December 19, 2019 19 min to read

How To create a CRUD API, using Node.js and Express, on Ubuntu 18.04

Introduction

An API (Application Programming Interface) is a way of interacting with a service, through a series of predefined requests.

Express is an open source web framework, for Node.js, designed to make developing websites, web apps, and API’s easier.

In this tutorial, you will create a simple CRUD API on a single Ubuntu 18.04 server. The API will be accessible through a public IP address, allowing you to access it from anywhere with an internet connection.

To get started, sign-up for Digital Ocean using this referral link and get $100 credit!

Prerequisites

• An Ubuntu 18.04 server setup, as described in the initial server setup guide for Ubuntu 18.04. You should have a non-root user with sudo privileges and an active firewall. Use this referral link to get $100 Digital Ocean credit.
• Node.js and PM2 installed on your Ubuntu 18.04 server, as described in How To Set Up a Node.js Application for Production on Ubuntu 18.04.
• A basic understanding of CURL

Step 1 — Create a simple Express App that serves “Hello World”

In this step, we’ll create a very simple API, with one endpoint, that we’ll then build on in future steps.

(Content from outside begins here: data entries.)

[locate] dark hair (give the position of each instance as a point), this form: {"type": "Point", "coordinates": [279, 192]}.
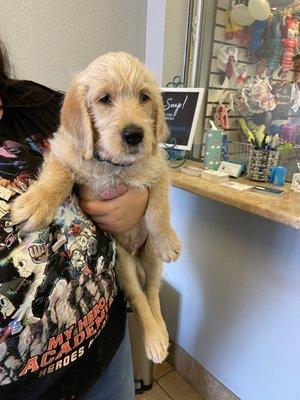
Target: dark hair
{"type": "Point", "coordinates": [20, 93]}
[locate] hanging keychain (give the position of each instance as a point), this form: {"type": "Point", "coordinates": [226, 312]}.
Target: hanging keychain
{"type": "Point", "coordinates": [221, 117]}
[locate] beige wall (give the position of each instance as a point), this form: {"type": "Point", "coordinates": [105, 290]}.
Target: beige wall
{"type": "Point", "coordinates": [174, 39]}
{"type": "Point", "coordinates": [48, 40]}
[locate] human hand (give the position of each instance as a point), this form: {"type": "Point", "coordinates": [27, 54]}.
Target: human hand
{"type": "Point", "coordinates": [120, 213]}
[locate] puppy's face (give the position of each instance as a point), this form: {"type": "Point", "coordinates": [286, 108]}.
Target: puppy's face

To begin, create a new directory in a location of your choosing, and create a default package.json file, by running the following command in a terminal:

npm init -y

In the same terminal, install the express dependency:

npm i express

Next, open the project in a code editor of your choice and create a new server.js file.

Within the new file, add the following code:

const express = require('express')
const app = express()
const port = 3000

app.get('/hello', (req, res) => res.send('Hello World!'))

app.listen(port, () => console.log(`App listening on port ${port}!`))

Using the express application, we define a /hello endpoint, that will return the text Hello World!, and run our application on port 3000.

Note that the /hello endpoint will only match for GET requests, as we’ve defined it using the app.get method.

In your terminal, run the following command to start the application:

node index.js

You should see the following output as a result:

$ node index.js
App listening on port 3000!

Now open your favourite browser, and navigate to localhost:3000/hello. If everything worked successfully, Hello World! should be displayed in your browser.

Congratulations - you have created an API, and you can communicate with it via the /hello endpoint. We’ll build on this structure in the following steps, and make our API even better!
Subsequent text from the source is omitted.